FAITS ET PROCÉDURE
Une obligation de quitter le territoire français sans délai a été notifiée à [U] [K] le 17 mai 2026.
Par décision en date du 17 mai 2026, l'autorité administrative a ordonné le placement de [U] [K] en rétention dans les locaux ne relevant pas de l'administration pénitentiaire afin de permettre l'exécution de la mesure d'éloignement à compter du 17 mai 2026.
Suivant requête du 20 mai 2026, la préfecture de l'Ain a saisi le juge du tribunal judiciaire de Lyon aux fins de voir ordonner la prolongation de la rétention pour une durée de vingt-six jours.
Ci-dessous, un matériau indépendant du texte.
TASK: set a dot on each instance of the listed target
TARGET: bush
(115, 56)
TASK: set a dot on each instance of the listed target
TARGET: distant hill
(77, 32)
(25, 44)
Par requête du 19 mai 2026 [U] [K] a saisi le juge du tribunal judiciaire de Lyon en constestation de la régularité de l'arrêté de placement en rétention faisant valoir une incompétence de l'auteur de l'acte, non soutenue devant le premier juge, un défaut de motivation et d'examen sérieux et approfondi de sa situation; un défaut d'examen de sa situation de vulnérabilité et une erreur manifeste d'appréciation sur la menace à l'ordre public.
Dans son ordonnance du 21 mai 2026 à 16h11, le juge du tribunal judiciaire de Lyon a ordonné la jonction des deux procédures, déclaré la décision de placement régulière et fait droit à la requête en prolongation.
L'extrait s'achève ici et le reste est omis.